Profitable Customer Relationships: Balancing the Contact Center's Conflicting Priorities

Contact centers come in all varieties: some are focused on handling in-bound support calls, some specialize in out-bound collections, others on in-bound direct response selling, and so on.  It thus follows that contact centers would have varying missions and business goals.  At a strategic level, I contend that there are only 3 core business goals that drive all contact center operations and that contact centers are typically driven by 2 of the 3 goals.  The 3 goals are:

  1. Maximize the lifetime value of each customer
  2. Minimize the cost of managing the customer lifecycle
  3. Provide a best-in-class customer brand experience

For brevity, let's summarize these 3 goals as Revenue, Cost, and Customer Experience.  There is a natural tension between the 3 goals; for example, great customer experiences may have high costs associated with them, a high focus on up-selling to increase revenue may impact a customer's trust in the business and thus their experience as a customer, and so on.  One can visualize this tension as follows:

Of the 3 goals, Revenue and Cost are both factors driving the interest of the business; after all, the delta between revenue and cost is the business' profit margin.  On the other side of the analysis, Customer Experience is about ensuring customer satisfaction and pleasure with the brand.  Balancing those sides effectively is what allows a business to create "profitable customer relationships", a balance between business interests and the customer's experiences. 

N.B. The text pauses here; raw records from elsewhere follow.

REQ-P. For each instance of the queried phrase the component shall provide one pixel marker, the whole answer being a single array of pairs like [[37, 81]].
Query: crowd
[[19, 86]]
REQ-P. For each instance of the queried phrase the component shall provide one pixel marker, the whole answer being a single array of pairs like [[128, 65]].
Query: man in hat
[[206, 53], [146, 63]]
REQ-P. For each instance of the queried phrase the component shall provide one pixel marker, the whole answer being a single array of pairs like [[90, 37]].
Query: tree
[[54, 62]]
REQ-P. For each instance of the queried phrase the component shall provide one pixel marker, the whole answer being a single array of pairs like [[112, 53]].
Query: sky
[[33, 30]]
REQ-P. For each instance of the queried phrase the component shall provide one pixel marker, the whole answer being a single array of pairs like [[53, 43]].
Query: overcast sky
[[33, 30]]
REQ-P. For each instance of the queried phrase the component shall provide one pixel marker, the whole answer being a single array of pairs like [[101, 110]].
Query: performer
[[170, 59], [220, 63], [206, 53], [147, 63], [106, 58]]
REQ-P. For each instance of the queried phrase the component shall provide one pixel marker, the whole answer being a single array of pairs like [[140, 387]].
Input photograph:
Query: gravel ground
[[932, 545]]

However, that balance may vary depending on the customer's stage in the business relationship and therefore on the type of relationship the contact center has with them at the time.  For example, if we were to overlay 3 common types of contact center functions on our tension triangle: sales, support, and collections, they would land in very different regions:

 

Sales is driven primarily by the Revenue goal followed by an appreciation for Customer Experience; if a selling experience is too aggressive, it will clearly have an impact the customer's experience and their likelihood to become a loyal, repeat customer.  Support is typically thought of as "the best customer experience for the money" as it balances the Cost goal with the Customer Experience goal; while support contact centers are typically run as cost centers (in an accounting sense), they must not to be so cost conscious that the customer experience suffers.  Finally, a collections contact center is likely not too focused on customer experience and is instead driven by collecting as much debt as possible (the Revenue goal) while doing so for the least cost possible (the Cost goal).

As one can see, while each individual functional contact center (i.e., Sales, Support, Collections, etc.) may not balance all three goals, as a holistic company, the overall balance between this triad of goals must exist and, once it does, the company has achieved a profitable customer relationship.